Meinen Trolli schleife ich hinter mir her. Rücksicht auf Leute, die meinen, der Gang gehört ihnen? Nur partiell. Der Unterschied zwischen gezwungener Raumnutzung und Arroganz  ist fließend, aber schon erkennbar. Muss ich ein schlechtes Gewissen haben? Mir kommt ein Herr entgegen, ich halte an. Er drängelt sich durch, tritt mir dabei auf den Fuß. Entschuldigung ist Luxus. Kurzfristig überlege ich, ihm den Tritt in die Kniekehle zu retournieren. Ich entscheide mich, ab hier haben alle anderen Pech. So tackert der Griff meines Trolleys die in den Gang gehaltenen Hände mit Zeitungen in Bild-Größe ab. Hättet ihr mal lieber Welt kompakt gelesen! 🙂

Innendrin hat schon großes Stühlerücken angefangen; ich vertreibe jemanden von einem Platz, der gar nicht mir gehört.. Sie geht freiwillig, ihr gehört wohl der Platz schräg gegenüber. Auf meinem Platz sitzt dafür ein Pärchen. Medizinstudenten und/oder Doktoranden, genau weiß ich das nicht. Aber wahnsinnig wichtig, wenn man ihren Gesprächen folgt, beide. Jedenfalls so wichtig, dass Frau Magersüchtig ihre Umwelt nicht richtig antizipiert und mir gegen das Knie tritt. Schmerz lass nach. Ich weiß nicht, ob ich es schon erwähnte: Entschuldigung ist Luxus. Der Kerl mit Neurose oder Tick oder wie-auch-immer-man-das-nennen-mag (ich bin mir sicher, wenn überhaupt jemand weiß, was das für eine Krankheit ist, und wie man sie heilen kann, dann er selbst!). Jedenfalls strich er ihr ca. 2mal pro Minute mit der Hand ins Gesicht. Ich frage mich: Gibt das nicht Pickel? Hat er seine Hände sterilisiert?  Und ich keine Kopfhörer dabei, um mich davon per DVD ablenken zu können. Wo ist die Kettensäge?

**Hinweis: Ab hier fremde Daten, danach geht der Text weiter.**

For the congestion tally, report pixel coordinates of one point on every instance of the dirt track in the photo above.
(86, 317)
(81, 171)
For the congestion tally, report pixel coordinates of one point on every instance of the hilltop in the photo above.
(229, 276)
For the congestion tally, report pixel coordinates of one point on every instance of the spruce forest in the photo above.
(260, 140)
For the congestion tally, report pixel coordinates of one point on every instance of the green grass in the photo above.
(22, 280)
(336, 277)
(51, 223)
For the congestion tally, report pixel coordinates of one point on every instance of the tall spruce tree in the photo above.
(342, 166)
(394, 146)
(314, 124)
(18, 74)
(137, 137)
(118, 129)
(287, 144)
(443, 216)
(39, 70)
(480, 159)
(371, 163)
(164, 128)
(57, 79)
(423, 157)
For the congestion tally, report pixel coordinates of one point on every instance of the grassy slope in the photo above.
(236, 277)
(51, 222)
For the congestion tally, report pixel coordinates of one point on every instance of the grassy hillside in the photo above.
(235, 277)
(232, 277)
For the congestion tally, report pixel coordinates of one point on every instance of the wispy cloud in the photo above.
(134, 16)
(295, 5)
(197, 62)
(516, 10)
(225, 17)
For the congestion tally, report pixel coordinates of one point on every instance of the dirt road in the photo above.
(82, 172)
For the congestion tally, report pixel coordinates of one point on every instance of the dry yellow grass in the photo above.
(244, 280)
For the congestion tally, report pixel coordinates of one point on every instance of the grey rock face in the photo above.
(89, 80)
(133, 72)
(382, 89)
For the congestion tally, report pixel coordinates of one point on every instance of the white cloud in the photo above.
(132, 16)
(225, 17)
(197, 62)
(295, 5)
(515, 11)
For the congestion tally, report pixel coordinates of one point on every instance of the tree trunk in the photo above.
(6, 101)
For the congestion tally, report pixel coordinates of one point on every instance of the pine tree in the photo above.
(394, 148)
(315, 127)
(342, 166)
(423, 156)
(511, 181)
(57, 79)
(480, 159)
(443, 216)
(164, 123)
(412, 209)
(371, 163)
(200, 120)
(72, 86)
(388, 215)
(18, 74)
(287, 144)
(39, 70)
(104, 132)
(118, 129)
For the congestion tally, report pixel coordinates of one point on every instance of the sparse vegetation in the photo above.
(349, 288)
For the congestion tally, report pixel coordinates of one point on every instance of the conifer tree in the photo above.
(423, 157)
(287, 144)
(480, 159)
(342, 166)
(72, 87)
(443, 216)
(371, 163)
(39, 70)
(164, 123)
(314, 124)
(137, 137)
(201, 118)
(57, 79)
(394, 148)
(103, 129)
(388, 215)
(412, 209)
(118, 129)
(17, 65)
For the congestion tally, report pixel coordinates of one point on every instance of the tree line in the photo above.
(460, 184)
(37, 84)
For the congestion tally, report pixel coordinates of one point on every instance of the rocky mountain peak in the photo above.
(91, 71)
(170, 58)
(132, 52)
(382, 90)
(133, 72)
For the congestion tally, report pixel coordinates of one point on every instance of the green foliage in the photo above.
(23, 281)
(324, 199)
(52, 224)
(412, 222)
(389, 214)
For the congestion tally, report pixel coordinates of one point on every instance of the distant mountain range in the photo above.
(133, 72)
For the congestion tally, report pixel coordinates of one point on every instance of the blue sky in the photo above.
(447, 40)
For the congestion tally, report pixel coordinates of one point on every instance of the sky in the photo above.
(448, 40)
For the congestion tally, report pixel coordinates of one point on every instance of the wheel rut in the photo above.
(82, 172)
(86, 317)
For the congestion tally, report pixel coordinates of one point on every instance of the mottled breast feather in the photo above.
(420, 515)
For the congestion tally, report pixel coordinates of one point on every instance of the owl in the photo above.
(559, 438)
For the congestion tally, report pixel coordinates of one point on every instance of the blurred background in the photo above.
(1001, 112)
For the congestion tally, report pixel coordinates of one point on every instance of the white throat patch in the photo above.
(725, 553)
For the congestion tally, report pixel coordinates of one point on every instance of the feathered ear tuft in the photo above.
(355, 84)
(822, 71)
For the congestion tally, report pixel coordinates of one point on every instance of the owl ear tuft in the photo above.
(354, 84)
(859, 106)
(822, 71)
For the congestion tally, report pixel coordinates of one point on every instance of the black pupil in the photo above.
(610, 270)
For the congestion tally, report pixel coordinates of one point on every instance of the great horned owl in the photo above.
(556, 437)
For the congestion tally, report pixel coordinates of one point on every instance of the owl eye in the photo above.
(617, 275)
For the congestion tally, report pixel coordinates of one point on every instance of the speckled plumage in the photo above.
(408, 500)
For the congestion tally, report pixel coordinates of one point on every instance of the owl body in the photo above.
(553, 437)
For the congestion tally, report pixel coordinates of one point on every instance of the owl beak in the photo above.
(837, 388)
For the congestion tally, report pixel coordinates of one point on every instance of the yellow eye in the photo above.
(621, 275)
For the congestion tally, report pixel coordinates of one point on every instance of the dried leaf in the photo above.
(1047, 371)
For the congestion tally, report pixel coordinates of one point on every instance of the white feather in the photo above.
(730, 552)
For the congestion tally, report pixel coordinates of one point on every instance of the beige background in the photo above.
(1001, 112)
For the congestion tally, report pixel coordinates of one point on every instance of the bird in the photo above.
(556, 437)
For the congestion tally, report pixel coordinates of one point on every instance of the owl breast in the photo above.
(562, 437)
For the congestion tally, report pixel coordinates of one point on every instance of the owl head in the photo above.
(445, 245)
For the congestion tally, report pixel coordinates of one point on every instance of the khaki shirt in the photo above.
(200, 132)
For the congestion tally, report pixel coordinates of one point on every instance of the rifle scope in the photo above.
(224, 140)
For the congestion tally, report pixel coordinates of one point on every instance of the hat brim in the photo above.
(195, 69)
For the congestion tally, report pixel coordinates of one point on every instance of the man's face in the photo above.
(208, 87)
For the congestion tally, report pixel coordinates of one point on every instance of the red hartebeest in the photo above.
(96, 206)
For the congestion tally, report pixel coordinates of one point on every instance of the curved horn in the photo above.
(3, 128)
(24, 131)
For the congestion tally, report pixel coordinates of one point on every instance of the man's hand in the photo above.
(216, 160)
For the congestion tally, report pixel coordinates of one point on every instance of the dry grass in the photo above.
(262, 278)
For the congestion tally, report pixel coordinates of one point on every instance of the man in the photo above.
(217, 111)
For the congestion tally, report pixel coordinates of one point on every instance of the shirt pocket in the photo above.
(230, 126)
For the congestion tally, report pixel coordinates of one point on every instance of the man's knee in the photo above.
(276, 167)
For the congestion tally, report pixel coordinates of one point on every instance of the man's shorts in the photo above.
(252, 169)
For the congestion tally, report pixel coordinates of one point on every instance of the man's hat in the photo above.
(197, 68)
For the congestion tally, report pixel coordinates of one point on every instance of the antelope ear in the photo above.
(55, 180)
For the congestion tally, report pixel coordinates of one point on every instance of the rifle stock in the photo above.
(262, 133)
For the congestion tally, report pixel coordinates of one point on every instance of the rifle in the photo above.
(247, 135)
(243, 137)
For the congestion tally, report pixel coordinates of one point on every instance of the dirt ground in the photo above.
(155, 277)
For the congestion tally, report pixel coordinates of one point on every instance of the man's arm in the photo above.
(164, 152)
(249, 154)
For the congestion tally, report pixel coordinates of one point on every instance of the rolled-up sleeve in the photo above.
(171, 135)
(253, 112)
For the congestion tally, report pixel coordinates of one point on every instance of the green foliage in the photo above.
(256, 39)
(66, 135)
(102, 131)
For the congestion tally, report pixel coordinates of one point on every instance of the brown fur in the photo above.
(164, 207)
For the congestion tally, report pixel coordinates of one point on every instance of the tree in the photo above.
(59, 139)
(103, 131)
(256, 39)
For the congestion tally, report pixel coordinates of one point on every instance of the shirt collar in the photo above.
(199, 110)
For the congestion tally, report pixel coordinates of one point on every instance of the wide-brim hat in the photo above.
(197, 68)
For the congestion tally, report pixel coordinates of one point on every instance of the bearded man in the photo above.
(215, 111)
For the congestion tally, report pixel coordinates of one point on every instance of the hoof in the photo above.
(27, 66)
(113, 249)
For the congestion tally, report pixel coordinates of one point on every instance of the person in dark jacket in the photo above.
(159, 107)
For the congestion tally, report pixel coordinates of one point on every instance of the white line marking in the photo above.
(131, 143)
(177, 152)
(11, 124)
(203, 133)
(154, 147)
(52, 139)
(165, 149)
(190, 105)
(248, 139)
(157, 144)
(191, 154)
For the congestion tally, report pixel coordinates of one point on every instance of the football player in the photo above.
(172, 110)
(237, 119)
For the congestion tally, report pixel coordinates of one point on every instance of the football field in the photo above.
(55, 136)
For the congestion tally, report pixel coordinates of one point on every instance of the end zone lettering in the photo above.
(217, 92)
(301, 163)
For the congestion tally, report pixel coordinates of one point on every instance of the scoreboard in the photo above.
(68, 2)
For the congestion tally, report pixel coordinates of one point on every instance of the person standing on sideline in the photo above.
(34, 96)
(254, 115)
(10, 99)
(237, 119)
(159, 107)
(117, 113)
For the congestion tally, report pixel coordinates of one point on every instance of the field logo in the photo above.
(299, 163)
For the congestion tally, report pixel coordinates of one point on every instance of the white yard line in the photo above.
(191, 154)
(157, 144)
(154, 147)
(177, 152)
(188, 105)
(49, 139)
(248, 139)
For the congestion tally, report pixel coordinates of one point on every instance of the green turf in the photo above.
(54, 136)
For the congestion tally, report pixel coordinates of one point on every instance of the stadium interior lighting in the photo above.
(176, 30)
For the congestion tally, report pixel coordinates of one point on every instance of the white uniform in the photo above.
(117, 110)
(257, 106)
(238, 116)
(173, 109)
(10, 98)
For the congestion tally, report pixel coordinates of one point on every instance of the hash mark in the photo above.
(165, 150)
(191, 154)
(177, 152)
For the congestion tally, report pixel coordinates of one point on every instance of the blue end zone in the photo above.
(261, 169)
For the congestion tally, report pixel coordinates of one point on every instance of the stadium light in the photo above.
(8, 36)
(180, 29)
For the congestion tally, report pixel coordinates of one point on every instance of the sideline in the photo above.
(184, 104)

Das iPhone im Zug nutzt nur wenig; in Bayern ist eigentlich dreißig Minuten von außerhalb Münchens Richtung Nürnberg kein Empfang. Das iOS spammt mich zu: „Das mobile Daten-Netzwerk konnte nicht aktiviert werden!“. Weitertippen nicht möglich. Hach, welche Usability… Den Fehler könnte man beim Schreiben einer SMS auch stillschweigend hinnehmen, muss den User nicht zum Tap nötigen – immerhin sind Textmessages dazu gedacht, in Austastlücken versendet zu werden. Da macht die Verzögerung bis zum nächsten Nicht-mehr-Funkloch auch nichts. Ganz abgesehen davon, dass ich eigentlich dachte, dass wir in einer Zivilisation leben. 3G? An der Schnellzugstrecke? I wo.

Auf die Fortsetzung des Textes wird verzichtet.